There are days when the banks are a foot deep in snow, yet steam is rising off the streams. The streams are an oasis in a frozen wasteland. Even with the air temperature below freezing, as it usually is, some insect hatching occurs as long as there is no raging storm. And the trout feed on the insects.

We saw it right away. Sheppard approached the banks warily, fearful of spooking the trout. He peered over a stone wall. "There," he said. "See that. There's a trout feeding. There's another one."

The trout rose from their resting places in the two-foot-deep water, sipped in floating insects or pupae and descended again to the rocky bottom, leaving behind ripples in the water. It was a sight for winter-weary eyes.

But the capitalizing on it was another matter. The stretch of the Yellow Breeches we were fishing is one of the state's fish-for-fun areas, where only fly fishing is permitted and only one trophy fish a day may be kept. The trophy fish are rarely caught.

Even run-of-the-mill fish are a mighty challenge, because since no other waters are open all the best trout fishermen come here. "These are educated fish," said Sheppard.

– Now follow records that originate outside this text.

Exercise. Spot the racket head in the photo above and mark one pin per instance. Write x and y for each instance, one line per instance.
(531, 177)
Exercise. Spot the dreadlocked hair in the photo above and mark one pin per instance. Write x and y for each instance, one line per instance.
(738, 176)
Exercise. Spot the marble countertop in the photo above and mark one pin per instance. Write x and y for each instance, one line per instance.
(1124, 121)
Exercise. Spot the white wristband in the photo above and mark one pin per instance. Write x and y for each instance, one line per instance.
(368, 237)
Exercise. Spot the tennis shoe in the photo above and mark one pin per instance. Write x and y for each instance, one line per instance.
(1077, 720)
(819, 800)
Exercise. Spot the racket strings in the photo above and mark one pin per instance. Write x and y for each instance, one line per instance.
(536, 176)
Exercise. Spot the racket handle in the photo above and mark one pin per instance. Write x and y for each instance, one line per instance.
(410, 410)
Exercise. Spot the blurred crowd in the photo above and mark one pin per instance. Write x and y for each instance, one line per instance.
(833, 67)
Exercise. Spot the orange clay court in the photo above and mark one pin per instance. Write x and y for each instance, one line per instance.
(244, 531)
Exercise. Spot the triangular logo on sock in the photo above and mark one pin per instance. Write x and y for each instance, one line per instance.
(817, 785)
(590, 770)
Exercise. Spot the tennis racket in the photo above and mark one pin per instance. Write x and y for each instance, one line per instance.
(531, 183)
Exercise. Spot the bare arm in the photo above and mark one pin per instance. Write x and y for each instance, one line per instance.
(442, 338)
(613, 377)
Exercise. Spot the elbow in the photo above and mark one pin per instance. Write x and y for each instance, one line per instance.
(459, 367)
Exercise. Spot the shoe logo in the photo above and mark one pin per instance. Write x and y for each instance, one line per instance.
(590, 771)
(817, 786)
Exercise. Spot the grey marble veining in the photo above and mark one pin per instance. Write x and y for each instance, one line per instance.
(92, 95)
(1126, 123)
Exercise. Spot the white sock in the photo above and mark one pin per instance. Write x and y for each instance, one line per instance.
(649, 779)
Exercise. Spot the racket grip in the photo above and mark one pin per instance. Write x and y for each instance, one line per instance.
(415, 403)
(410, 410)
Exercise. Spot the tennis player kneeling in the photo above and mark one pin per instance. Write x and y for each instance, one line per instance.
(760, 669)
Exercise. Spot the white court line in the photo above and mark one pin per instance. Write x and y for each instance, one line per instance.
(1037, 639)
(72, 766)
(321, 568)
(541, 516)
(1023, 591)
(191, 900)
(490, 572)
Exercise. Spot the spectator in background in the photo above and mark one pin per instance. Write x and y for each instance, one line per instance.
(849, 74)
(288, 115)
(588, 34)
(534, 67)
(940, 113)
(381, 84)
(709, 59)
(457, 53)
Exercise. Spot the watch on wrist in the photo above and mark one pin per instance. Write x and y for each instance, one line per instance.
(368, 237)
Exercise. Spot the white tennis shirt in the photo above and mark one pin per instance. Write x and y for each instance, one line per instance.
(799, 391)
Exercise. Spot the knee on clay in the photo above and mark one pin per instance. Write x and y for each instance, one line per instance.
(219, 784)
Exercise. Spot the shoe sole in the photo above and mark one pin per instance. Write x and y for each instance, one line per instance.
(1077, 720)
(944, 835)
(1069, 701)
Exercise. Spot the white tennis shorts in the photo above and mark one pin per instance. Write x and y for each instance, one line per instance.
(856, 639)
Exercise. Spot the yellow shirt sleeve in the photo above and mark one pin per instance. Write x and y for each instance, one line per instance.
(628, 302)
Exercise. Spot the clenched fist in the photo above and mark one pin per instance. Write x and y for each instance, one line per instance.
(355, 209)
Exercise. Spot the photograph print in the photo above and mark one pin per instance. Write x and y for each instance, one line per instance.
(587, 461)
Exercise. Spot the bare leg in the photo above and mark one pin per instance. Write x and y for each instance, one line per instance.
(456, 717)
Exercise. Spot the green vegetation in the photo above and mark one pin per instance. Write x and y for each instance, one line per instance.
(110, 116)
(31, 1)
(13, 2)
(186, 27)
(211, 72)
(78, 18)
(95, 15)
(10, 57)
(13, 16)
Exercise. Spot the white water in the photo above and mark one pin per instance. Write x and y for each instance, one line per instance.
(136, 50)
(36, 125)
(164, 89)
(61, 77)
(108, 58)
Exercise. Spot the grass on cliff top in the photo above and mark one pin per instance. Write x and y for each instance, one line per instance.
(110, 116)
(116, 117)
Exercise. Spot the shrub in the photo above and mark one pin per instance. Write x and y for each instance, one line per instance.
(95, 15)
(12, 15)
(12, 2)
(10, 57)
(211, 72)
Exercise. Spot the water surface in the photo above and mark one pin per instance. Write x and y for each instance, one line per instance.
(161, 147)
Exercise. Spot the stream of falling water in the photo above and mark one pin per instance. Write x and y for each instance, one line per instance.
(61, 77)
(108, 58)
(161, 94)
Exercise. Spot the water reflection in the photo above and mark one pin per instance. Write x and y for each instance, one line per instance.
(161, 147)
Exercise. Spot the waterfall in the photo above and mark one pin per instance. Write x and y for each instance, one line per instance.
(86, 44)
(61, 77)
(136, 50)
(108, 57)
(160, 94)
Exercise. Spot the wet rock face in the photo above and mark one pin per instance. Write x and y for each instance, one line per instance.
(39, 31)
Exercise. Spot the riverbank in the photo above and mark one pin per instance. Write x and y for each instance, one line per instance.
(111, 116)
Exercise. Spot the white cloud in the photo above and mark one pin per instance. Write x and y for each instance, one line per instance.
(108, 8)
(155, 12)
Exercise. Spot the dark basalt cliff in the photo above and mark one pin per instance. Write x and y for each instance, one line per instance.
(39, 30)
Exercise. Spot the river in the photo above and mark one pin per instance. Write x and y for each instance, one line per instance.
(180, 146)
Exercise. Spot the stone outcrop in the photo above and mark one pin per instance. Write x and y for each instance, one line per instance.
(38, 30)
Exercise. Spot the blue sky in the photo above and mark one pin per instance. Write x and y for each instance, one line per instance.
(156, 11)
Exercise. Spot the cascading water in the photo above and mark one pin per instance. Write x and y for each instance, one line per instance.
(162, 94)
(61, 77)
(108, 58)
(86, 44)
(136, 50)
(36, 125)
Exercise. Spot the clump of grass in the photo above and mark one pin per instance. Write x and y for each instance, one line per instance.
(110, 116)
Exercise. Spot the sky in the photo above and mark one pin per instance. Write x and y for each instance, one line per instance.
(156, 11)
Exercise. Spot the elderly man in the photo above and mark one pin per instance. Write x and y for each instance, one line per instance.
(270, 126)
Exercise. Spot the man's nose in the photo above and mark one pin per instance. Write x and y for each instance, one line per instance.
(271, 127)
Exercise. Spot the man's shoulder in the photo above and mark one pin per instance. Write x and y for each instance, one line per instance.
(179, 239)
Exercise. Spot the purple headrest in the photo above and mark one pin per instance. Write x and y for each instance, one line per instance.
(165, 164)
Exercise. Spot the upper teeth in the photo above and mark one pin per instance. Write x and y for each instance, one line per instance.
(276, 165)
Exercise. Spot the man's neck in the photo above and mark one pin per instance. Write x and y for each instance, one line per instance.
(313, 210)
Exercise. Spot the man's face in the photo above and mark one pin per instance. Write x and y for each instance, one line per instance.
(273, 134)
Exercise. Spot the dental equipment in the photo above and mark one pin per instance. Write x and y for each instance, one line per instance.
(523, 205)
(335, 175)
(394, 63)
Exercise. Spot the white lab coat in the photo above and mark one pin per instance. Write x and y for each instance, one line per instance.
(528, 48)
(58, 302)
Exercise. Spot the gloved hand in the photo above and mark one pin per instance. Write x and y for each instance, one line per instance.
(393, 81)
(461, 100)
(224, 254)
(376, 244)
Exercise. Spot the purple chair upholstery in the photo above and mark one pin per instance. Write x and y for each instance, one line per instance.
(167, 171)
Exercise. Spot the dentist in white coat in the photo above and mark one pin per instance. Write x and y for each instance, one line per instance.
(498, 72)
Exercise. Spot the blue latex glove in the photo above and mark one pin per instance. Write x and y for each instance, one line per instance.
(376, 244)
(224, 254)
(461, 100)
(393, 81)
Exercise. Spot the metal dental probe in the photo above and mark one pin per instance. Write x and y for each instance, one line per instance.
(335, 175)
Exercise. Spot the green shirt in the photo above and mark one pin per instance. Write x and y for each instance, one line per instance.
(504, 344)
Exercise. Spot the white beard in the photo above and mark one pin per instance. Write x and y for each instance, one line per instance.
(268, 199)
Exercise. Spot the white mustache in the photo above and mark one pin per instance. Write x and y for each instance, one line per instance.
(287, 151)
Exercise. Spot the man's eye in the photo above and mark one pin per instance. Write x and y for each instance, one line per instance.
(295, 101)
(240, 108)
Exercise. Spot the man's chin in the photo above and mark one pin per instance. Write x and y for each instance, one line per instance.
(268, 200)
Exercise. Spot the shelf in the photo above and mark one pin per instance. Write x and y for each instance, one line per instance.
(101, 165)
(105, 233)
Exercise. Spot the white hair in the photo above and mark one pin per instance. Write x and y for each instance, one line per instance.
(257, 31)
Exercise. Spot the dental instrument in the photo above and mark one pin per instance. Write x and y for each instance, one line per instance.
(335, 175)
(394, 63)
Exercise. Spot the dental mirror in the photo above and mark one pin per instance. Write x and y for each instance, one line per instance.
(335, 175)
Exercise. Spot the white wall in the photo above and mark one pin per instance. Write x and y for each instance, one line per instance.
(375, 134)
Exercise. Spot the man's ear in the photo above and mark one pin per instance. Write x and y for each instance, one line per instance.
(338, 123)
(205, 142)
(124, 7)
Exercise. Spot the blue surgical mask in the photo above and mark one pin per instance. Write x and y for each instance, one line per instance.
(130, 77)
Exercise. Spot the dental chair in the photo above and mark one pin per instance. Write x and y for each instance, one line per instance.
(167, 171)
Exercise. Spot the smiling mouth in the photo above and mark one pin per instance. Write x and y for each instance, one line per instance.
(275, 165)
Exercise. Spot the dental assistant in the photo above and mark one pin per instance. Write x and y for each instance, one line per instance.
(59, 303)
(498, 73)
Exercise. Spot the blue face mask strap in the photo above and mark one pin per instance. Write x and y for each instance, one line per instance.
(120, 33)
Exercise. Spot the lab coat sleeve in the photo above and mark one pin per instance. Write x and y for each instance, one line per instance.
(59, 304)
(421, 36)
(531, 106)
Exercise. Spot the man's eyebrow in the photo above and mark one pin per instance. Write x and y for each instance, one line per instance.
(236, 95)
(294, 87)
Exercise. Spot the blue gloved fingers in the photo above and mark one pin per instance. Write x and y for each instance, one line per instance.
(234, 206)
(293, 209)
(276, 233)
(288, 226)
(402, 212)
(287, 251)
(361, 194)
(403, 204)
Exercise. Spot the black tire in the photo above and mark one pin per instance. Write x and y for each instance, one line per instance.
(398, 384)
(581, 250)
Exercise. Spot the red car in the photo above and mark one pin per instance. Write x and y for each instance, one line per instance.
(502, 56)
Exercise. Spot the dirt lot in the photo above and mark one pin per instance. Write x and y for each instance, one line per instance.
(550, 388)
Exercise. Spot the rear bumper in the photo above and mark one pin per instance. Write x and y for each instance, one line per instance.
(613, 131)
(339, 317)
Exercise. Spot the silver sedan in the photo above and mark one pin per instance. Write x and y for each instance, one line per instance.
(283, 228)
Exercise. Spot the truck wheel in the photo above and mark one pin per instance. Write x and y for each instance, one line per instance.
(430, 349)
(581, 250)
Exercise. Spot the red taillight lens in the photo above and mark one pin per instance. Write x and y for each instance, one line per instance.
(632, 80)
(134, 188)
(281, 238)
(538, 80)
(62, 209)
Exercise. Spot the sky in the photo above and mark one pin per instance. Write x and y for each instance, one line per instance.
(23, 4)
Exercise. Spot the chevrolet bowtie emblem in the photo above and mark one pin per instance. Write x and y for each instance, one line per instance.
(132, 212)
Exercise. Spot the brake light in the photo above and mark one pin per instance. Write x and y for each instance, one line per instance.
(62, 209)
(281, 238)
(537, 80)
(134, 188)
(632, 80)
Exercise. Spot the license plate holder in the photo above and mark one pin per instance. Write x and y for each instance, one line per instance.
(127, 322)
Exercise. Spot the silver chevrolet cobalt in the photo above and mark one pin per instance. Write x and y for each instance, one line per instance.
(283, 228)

Educated by cruel people like the guy in the riffle next door. While Sheppard and I flailed futilely at the water, drifting our tiny dry flies along the surface and watching the wise old trout slurping up bugs on either side, the guy in the riffle next door was catching fish and releasing them.

I finally couldn't take it any more and went over for a closer look. Most trout fishermen, when they see competition coming, cup whatever fly they're using in a hand and refuse to fish until the interloper leaves.

But this fellow had a heart.

"Hatch coming off," he said. "Midges, about size 20 or 22. If you have anything gray in that size you ought to get'em."

We didn't, so we whiled away the day hurling slightly too small flies at slightly too smart trout. Sheppard caught one brown trout. I did not.

Fishing Pennsylvania's limestone streams is known to be among the most demanding angling exercises in the East. Midge fishing is among the most difficult methods for catching trout because the hooks are so small that it's hard to connect, even on a good strike.

But a hatch in January is such a treat it's worth it, regardless of the frustration quotient.

According to Baltz, who is extremely knowledgable about such things, the fly-fishing stretches of the Yellow Breeches at Boiling Springs, Falling Springs near Chambersburg and Big Springs near Newville all have midge hatches in the winter.

Some insects are hatching almost any day, but the milder it is, the better the chances. Wind and cold are the enemy.